Wake word: "hey sudo"¶
- Detected on-device by a small ONNX model at
sudoedge/models/hey_sudo.onnx. - The detector keeps running even while the agent is speaking, so you can interrupt it — but that creates two hazards the code handles: not self-triggering on the agent's own audio, and not letting the voice-activity detector trip on speaker bleed-through.
- Training the model is its own topic — see Wake-word training.
Tuned for kids in a noisy home
The device is for families, including children, in real living rooms — not a quiet developer's desk. Wake sensitivity and turn-taking are tuned for that, not for clean studio speech.
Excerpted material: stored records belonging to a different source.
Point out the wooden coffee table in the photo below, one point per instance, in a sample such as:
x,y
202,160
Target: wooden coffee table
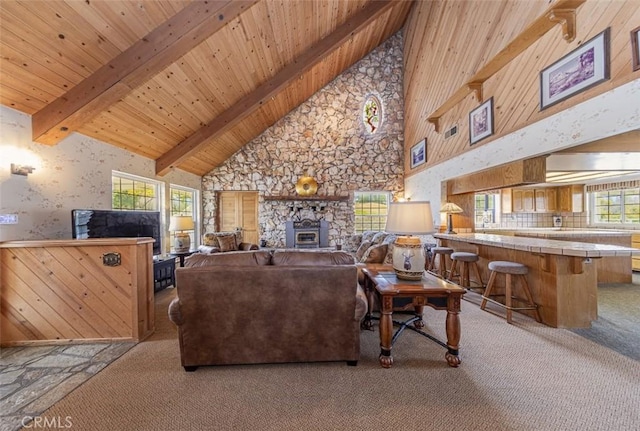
x,y
431,291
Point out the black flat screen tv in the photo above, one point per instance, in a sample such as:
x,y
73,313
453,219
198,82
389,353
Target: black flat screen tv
x,y
117,224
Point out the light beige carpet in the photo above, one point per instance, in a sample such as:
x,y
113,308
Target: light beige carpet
x,y
513,377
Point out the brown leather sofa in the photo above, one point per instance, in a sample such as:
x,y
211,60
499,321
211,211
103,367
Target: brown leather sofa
x,y
268,307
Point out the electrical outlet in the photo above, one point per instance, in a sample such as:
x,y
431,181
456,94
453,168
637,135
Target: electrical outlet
x,y
8,218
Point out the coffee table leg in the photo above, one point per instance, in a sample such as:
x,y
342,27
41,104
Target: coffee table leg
x,y
367,323
453,333
386,329
418,310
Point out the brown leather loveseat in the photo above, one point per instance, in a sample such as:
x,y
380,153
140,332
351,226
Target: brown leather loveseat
x,y
268,307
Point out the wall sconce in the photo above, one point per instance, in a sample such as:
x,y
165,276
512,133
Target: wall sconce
x,y
21,169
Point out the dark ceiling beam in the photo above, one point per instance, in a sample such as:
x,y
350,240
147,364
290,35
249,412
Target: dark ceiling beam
x,y
254,100
139,63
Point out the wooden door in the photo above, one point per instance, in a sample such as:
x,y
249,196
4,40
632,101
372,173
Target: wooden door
x,y
529,201
239,210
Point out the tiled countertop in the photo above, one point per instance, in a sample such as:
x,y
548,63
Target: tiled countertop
x,y
541,245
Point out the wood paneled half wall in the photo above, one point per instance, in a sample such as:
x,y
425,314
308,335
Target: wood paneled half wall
x,y
73,291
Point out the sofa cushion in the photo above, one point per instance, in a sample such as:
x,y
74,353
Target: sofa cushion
x,y
311,257
227,242
232,258
378,238
375,254
362,250
210,240
206,249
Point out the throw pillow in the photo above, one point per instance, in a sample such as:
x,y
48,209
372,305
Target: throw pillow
x,y
210,240
351,243
361,250
227,242
368,235
379,237
375,254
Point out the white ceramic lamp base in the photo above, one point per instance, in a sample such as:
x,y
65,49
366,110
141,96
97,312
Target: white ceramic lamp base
x,y
408,258
182,242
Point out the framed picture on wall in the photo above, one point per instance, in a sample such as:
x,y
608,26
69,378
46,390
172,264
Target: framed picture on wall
x,y
481,122
583,68
635,48
419,153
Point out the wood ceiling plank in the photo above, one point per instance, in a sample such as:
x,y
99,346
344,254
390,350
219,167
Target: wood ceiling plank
x,y
150,55
254,100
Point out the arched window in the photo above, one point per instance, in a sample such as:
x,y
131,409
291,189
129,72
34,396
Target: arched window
x,y
372,114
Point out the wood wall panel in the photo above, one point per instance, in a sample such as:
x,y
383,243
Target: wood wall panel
x,y
61,292
437,65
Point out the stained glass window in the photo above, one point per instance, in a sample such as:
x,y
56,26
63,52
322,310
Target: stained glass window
x,y
372,114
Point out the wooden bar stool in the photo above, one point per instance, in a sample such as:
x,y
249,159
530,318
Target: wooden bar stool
x,y
510,269
466,259
440,254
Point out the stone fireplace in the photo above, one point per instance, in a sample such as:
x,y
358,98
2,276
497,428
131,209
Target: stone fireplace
x,y
323,138
307,233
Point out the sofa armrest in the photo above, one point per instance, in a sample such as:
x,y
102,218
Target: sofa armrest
x,y
362,304
246,246
207,249
174,312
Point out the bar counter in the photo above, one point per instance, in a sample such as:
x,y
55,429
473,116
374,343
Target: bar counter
x,y
562,274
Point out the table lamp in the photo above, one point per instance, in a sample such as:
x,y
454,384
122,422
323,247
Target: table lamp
x,y
450,208
406,219
182,241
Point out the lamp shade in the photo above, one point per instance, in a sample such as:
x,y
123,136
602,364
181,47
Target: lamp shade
x,y
451,208
179,223
410,218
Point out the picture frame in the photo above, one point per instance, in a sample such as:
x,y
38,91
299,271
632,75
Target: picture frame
x,y
581,69
419,153
635,48
481,122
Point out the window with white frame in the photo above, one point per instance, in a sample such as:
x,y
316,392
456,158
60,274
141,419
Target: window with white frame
x,y
130,192
618,207
371,209
184,202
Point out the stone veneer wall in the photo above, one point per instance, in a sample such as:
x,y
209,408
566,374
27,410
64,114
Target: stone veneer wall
x,y
324,137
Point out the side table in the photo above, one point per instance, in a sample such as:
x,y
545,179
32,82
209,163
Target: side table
x,y
181,256
430,291
163,273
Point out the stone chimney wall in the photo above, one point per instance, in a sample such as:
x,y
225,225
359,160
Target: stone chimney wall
x,y
324,138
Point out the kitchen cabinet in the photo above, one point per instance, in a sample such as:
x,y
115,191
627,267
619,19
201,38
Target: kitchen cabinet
x,y
545,199
571,198
529,200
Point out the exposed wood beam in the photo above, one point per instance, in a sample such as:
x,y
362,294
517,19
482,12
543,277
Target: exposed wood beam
x,y
140,62
254,100
518,173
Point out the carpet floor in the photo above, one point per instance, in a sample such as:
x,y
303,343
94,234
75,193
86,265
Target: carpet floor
x,y
524,376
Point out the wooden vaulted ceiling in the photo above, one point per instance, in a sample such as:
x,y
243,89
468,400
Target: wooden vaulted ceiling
x,y
186,83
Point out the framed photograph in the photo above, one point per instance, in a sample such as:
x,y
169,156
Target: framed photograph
x,y
584,67
419,153
481,122
635,48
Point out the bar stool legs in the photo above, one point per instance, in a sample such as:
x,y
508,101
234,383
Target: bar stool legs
x,y
510,269
466,260
441,254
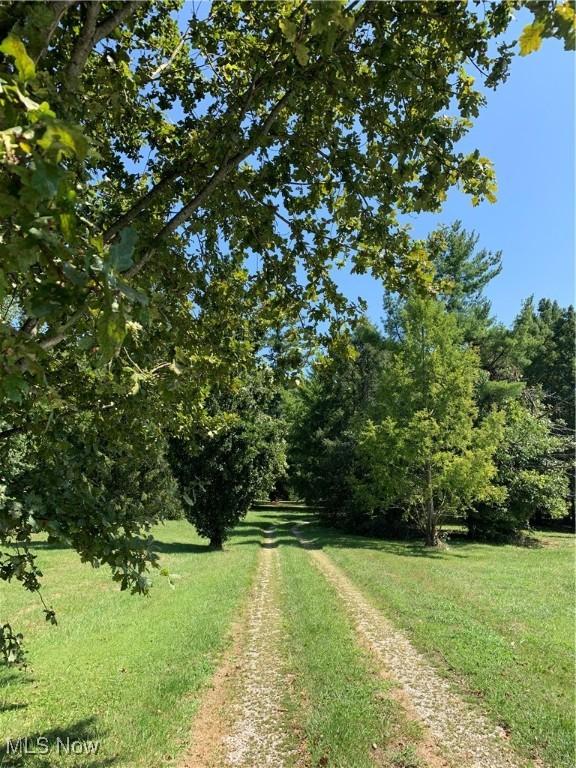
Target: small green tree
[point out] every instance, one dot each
(323, 414)
(223, 468)
(424, 450)
(533, 463)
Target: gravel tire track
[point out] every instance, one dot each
(241, 721)
(460, 731)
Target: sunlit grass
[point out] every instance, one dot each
(122, 669)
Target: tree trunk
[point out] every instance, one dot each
(431, 533)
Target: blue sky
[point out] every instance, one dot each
(527, 130)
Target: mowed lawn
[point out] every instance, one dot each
(497, 620)
(126, 670)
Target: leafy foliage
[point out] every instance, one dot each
(223, 469)
(533, 470)
(424, 451)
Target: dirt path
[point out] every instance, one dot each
(460, 732)
(240, 722)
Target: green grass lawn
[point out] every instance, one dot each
(119, 668)
(499, 620)
(348, 717)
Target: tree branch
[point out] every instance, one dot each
(214, 181)
(92, 34)
(168, 63)
(59, 9)
(83, 46)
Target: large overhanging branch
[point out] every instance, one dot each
(92, 33)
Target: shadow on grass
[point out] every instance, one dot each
(180, 547)
(47, 748)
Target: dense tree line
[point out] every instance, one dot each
(443, 414)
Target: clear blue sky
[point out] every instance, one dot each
(527, 130)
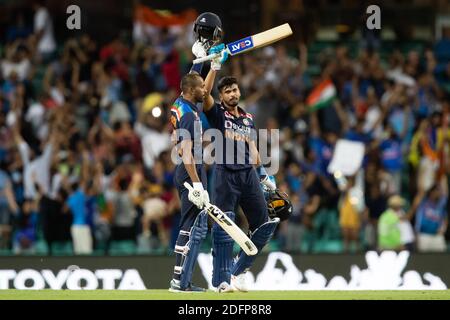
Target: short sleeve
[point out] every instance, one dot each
(213, 115)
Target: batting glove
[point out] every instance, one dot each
(198, 195)
(267, 181)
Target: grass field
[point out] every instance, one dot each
(254, 295)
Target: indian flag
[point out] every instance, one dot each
(321, 96)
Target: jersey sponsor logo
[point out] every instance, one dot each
(240, 45)
(228, 115)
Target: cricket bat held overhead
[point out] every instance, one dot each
(252, 42)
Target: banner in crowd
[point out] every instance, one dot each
(347, 157)
(163, 18)
(276, 271)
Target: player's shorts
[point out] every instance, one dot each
(188, 210)
(240, 187)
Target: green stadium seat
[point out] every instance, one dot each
(62, 248)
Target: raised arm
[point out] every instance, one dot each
(216, 65)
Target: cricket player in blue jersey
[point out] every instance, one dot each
(185, 118)
(239, 178)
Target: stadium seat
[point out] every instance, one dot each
(41, 247)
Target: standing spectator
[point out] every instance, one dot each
(376, 202)
(26, 224)
(389, 233)
(431, 218)
(55, 218)
(80, 230)
(43, 30)
(350, 210)
(8, 206)
(124, 215)
(391, 158)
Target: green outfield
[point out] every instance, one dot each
(254, 295)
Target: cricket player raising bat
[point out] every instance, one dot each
(187, 125)
(237, 180)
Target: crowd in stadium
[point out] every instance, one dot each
(85, 144)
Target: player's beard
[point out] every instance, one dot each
(232, 103)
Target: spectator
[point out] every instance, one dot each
(389, 232)
(26, 228)
(432, 218)
(80, 230)
(124, 213)
(8, 207)
(350, 210)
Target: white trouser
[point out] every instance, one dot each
(82, 239)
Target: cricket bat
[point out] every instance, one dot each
(229, 226)
(252, 42)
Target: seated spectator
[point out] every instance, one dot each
(432, 219)
(26, 228)
(124, 214)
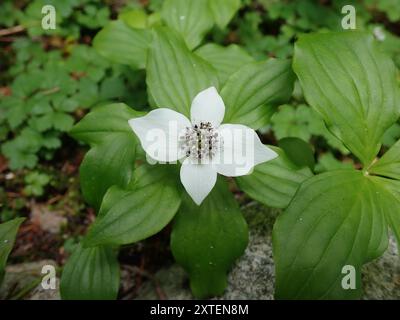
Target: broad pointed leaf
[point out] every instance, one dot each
(335, 219)
(91, 274)
(103, 122)
(352, 84)
(148, 206)
(390, 190)
(274, 183)
(223, 11)
(112, 157)
(249, 91)
(174, 74)
(191, 18)
(206, 240)
(389, 164)
(226, 60)
(122, 44)
(110, 163)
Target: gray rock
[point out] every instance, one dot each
(253, 275)
(251, 278)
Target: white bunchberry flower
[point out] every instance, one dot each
(205, 146)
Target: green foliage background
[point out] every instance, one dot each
(49, 79)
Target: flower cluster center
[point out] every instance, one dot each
(200, 142)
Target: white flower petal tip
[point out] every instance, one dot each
(242, 150)
(159, 131)
(208, 106)
(198, 180)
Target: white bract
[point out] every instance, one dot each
(205, 146)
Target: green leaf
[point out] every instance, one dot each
(134, 18)
(175, 75)
(191, 18)
(226, 60)
(254, 86)
(274, 183)
(91, 274)
(110, 163)
(112, 157)
(103, 122)
(122, 44)
(352, 84)
(223, 11)
(206, 240)
(298, 151)
(335, 219)
(8, 232)
(389, 164)
(390, 190)
(62, 121)
(143, 211)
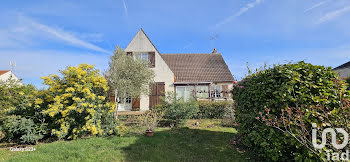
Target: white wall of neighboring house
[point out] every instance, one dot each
(10, 74)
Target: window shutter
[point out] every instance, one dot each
(151, 57)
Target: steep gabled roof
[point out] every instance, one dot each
(3, 71)
(198, 67)
(346, 65)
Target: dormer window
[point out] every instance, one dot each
(142, 56)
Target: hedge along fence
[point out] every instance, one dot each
(275, 88)
(213, 109)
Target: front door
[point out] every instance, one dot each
(157, 93)
(125, 106)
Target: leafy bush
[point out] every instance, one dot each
(151, 118)
(213, 109)
(76, 103)
(22, 130)
(20, 119)
(181, 110)
(276, 88)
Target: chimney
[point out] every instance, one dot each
(214, 51)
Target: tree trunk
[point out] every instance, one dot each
(116, 104)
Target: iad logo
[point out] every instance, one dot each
(335, 156)
(334, 137)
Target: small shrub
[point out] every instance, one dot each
(151, 118)
(181, 110)
(347, 80)
(213, 109)
(76, 103)
(22, 130)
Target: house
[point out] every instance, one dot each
(6, 75)
(343, 70)
(200, 76)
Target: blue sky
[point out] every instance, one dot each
(45, 36)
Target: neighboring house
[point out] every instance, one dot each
(5, 75)
(343, 70)
(199, 76)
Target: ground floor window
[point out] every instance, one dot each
(202, 92)
(127, 100)
(215, 91)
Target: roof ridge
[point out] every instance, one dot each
(189, 53)
(149, 40)
(347, 64)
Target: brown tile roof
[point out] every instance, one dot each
(3, 71)
(198, 67)
(343, 66)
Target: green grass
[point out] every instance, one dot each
(206, 142)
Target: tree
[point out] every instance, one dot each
(347, 80)
(128, 76)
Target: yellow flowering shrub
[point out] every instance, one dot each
(77, 104)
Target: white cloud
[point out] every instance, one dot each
(33, 64)
(61, 34)
(125, 8)
(239, 13)
(332, 15)
(316, 5)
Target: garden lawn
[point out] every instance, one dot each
(206, 142)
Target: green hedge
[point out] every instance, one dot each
(213, 109)
(276, 88)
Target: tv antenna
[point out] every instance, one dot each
(212, 38)
(12, 65)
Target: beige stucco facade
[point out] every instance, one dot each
(139, 44)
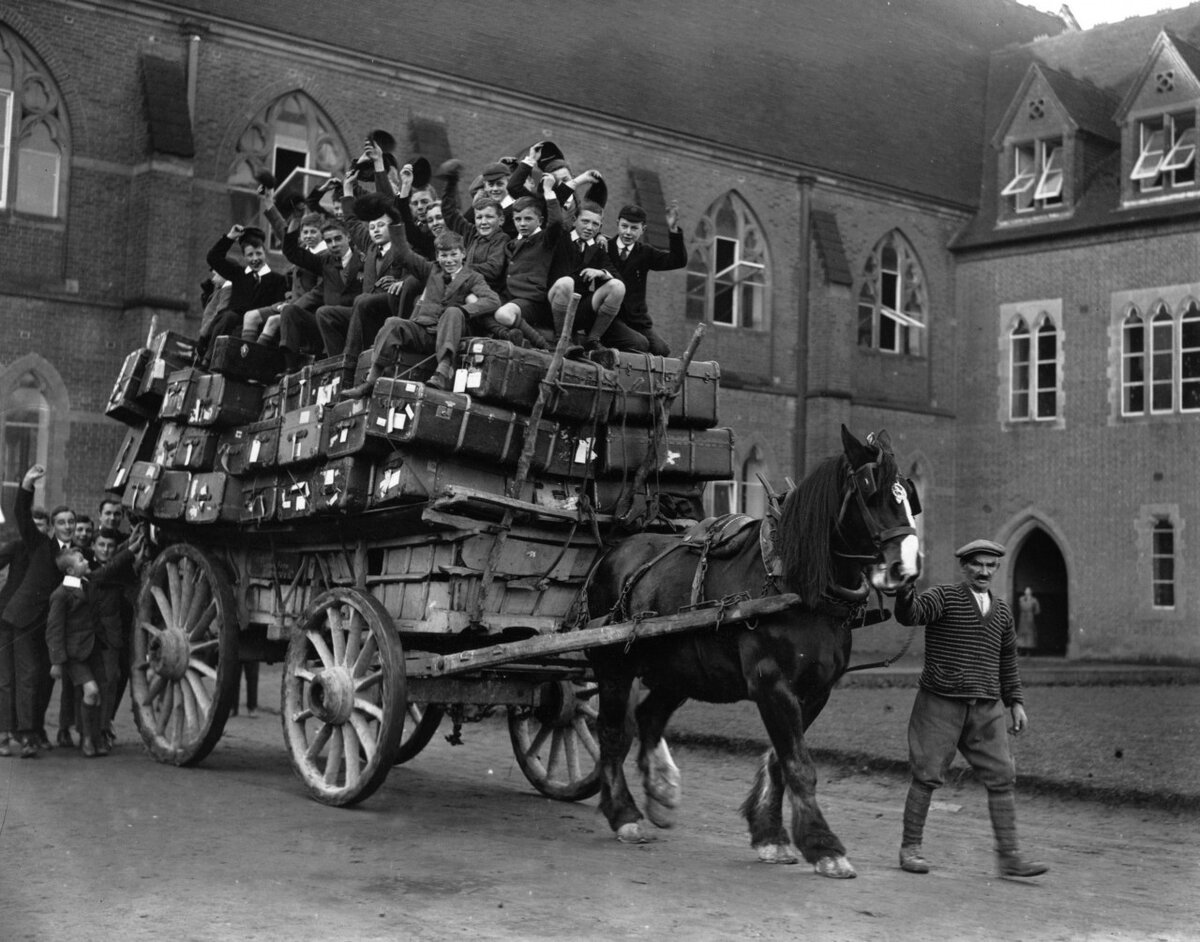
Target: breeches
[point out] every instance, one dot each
(33, 671)
(978, 729)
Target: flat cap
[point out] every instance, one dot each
(979, 547)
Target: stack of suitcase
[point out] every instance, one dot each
(245, 443)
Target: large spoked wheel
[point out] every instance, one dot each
(184, 678)
(343, 696)
(555, 743)
(421, 723)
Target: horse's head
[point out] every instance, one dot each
(876, 522)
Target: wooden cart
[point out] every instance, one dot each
(384, 619)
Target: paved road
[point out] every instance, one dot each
(456, 845)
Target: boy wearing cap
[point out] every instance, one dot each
(633, 259)
(453, 297)
(251, 283)
(970, 682)
(581, 265)
(375, 228)
(528, 261)
(340, 281)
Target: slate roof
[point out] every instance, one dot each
(1107, 61)
(887, 93)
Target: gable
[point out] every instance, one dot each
(1167, 82)
(1038, 113)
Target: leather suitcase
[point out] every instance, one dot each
(214, 497)
(167, 444)
(258, 498)
(642, 376)
(138, 445)
(294, 498)
(329, 377)
(564, 451)
(408, 477)
(299, 436)
(197, 449)
(168, 352)
(414, 366)
(179, 394)
(246, 360)
(343, 485)
(169, 498)
(126, 402)
(449, 423)
(223, 402)
(295, 390)
(139, 486)
(346, 430)
(273, 403)
(249, 449)
(501, 372)
(702, 455)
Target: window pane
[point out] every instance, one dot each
(37, 173)
(1020, 405)
(726, 252)
(723, 303)
(887, 334)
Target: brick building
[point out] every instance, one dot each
(839, 186)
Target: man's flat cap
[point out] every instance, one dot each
(979, 547)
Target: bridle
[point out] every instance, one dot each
(862, 486)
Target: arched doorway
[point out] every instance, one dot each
(1038, 564)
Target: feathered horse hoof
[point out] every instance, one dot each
(777, 853)
(633, 833)
(835, 868)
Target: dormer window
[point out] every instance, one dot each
(1167, 153)
(1037, 175)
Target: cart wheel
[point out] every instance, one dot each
(555, 743)
(185, 667)
(421, 723)
(343, 696)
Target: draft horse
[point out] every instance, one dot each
(849, 527)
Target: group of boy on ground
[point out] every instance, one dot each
(401, 268)
(66, 611)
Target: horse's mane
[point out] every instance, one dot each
(807, 526)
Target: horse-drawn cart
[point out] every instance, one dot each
(433, 576)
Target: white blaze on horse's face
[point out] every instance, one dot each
(901, 558)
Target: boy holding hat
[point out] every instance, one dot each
(633, 259)
(970, 682)
(252, 285)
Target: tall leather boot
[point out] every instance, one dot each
(1002, 810)
(90, 742)
(916, 808)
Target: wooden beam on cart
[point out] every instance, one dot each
(598, 635)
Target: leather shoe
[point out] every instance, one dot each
(357, 393)
(912, 861)
(1012, 865)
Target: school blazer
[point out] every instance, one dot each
(633, 271)
(28, 605)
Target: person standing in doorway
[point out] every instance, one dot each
(1029, 609)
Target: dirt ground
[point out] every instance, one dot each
(457, 845)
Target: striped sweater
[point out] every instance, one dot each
(967, 655)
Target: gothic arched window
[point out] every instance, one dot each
(291, 133)
(729, 273)
(34, 136)
(892, 304)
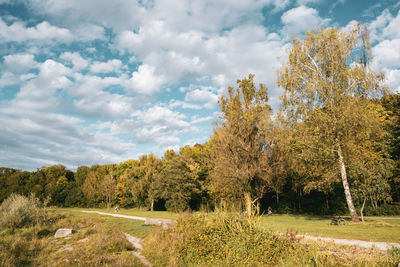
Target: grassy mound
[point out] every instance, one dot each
(18, 211)
(94, 243)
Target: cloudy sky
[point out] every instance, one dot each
(98, 81)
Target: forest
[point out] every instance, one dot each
(332, 148)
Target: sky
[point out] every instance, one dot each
(99, 82)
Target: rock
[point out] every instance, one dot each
(86, 239)
(66, 248)
(63, 232)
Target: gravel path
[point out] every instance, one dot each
(116, 215)
(136, 242)
(350, 242)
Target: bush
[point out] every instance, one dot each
(391, 209)
(18, 211)
(225, 240)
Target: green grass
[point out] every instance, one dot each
(371, 230)
(133, 227)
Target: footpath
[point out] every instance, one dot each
(350, 242)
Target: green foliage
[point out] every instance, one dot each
(387, 209)
(225, 240)
(326, 105)
(18, 211)
(228, 240)
(178, 182)
(241, 142)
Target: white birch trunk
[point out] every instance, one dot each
(248, 204)
(349, 200)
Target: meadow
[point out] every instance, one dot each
(373, 229)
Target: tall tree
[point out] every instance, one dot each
(177, 181)
(327, 81)
(107, 187)
(240, 168)
(143, 186)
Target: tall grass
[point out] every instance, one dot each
(229, 240)
(18, 211)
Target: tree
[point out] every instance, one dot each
(327, 81)
(391, 103)
(177, 182)
(240, 166)
(143, 186)
(107, 187)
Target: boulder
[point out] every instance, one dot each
(65, 248)
(63, 232)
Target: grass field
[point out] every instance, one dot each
(371, 230)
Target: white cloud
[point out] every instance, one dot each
(182, 104)
(19, 63)
(75, 58)
(146, 81)
(18, 32)
(161, 125)
(306, 2)
(196, 119)
(300, 19)
(393, 79)
(113, 65)
(203, 95)
(387, 53)
(385, 34)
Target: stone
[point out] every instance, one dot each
(62, 232)
(86, 239)
(66, 248)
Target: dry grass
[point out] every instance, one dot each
(94, 243)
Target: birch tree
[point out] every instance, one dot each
(326, 83)
(240, 167)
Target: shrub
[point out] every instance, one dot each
(224, 240)
(18, 211)
(388, 209)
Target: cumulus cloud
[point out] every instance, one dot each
(19, 63)
(161, 125)
(113, 65)
(146, 81)
(75, 58)
(300, 19)
(19, 32)
(385, 34)
(203, 95)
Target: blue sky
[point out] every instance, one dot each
(98, 81)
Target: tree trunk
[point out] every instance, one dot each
(248, 204)
(350, 205)
(362, 209)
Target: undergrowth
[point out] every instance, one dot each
(229, 240)
(93, 243)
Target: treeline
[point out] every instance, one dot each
(333, 147)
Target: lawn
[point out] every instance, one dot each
(373, 229)
(133, 227)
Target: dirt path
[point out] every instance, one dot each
(116, 215)
(136, 242)
(350, 242)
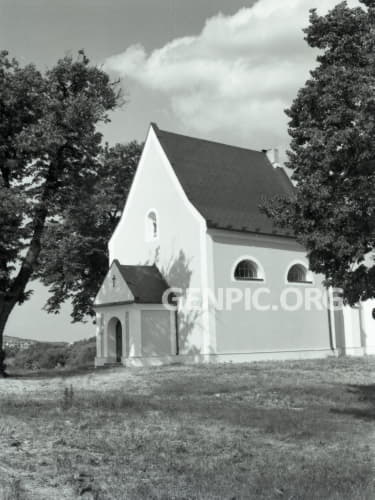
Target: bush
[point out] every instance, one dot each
(43, 355)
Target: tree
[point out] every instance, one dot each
(74, 257)
(332, 129)
(48, 148)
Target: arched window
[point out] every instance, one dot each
(151, 226)
(246, 270)
(298, 274)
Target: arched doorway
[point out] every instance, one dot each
(118, 341)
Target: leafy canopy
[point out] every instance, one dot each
(332, 152)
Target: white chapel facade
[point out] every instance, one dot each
(192, 223)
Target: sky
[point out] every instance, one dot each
(219, 70)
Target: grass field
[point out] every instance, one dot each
(293, 430)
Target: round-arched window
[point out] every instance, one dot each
(246, 270)
(151, 226)
(298, 274)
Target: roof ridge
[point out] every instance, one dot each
(158, 130)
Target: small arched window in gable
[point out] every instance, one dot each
(151, 226)
(298, 274)
(247, 270)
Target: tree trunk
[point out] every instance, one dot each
(5, 310)
(18, 286)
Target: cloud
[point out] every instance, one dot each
(237, 76)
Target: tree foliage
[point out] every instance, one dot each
(332, 152)
(74, 257)
(49, 150)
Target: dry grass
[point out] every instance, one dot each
(295, 430)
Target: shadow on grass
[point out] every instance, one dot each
(365, 408)
(53, 373)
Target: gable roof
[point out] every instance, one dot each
(145, 282)
(226, 184)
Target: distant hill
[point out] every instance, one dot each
(20, 343)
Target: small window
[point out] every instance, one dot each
(151, 226)
(246, 270)
(298, 274)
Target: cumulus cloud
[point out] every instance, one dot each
(237, 76)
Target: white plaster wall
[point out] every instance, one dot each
(367, 323)
(156, 333)
(113, 291)
(179, 252)
(240, 331)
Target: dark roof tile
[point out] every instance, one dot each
(226, 184)
(145, 282)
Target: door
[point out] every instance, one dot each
(118, 342)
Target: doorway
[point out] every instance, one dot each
(118, 341)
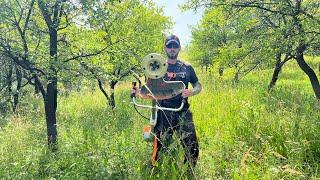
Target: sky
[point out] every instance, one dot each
(182, 20)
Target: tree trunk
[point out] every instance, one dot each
(9, 81)
(276, 72)
(51, 96)
(308, 70)
(112, 101)
(17, 93)
(51, 119)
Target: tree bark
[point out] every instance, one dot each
(277, 69)
(112, 101)
(17, 93)
(308, 70)
(51, 96)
The voice is Indic by default¶
In production the voice stack is Hindi via Sarvam (STT saaras:v3, TTS bulbul:v3),
not English. This matters: any language-specific component (endpointing models,
turn-detection, wake tuning) must match the configured language.
Don't default-enable English turn-detection/endpointing
Turn-detection and endpointing models are opt-in and language-matched. An English end-of-utterance model was once enabled by default and broke the live Indic setup. If you touch turn-taking, gate it behind config and match the language.
Proactive voice¶
The agent can speak unprompted — a cron reminder, a send_message. That goes through
the sudo_voice plugin:
voice-bridge looks up the active AgentSession by room name and cross-thread-dispatches
session.say(text) onto the agents loop. If the device is offline there's no session, so
it returns 404 and the agent can choose WhatsApp instead.
Where to look¶
| Concern | File |
|---|---|
| Voice worker (STT/hermes/TTS, session mgmt) | cloud/voice_bridge/main.py |
| Pi-side LiveKit client + cues | sudoedge/lk_client.py |
| Wake detection | sudoedge/wake.py, sudoedge/models/hey_sudo.onnx |
| Audio device selection | sudoedge/audio_devices.py (see Audio devices) |
For the original engineering notes, see docs/livekit-setup.md, docs/wake-interrupt.md,
and docs/voice-bridge-sse.md in the repo.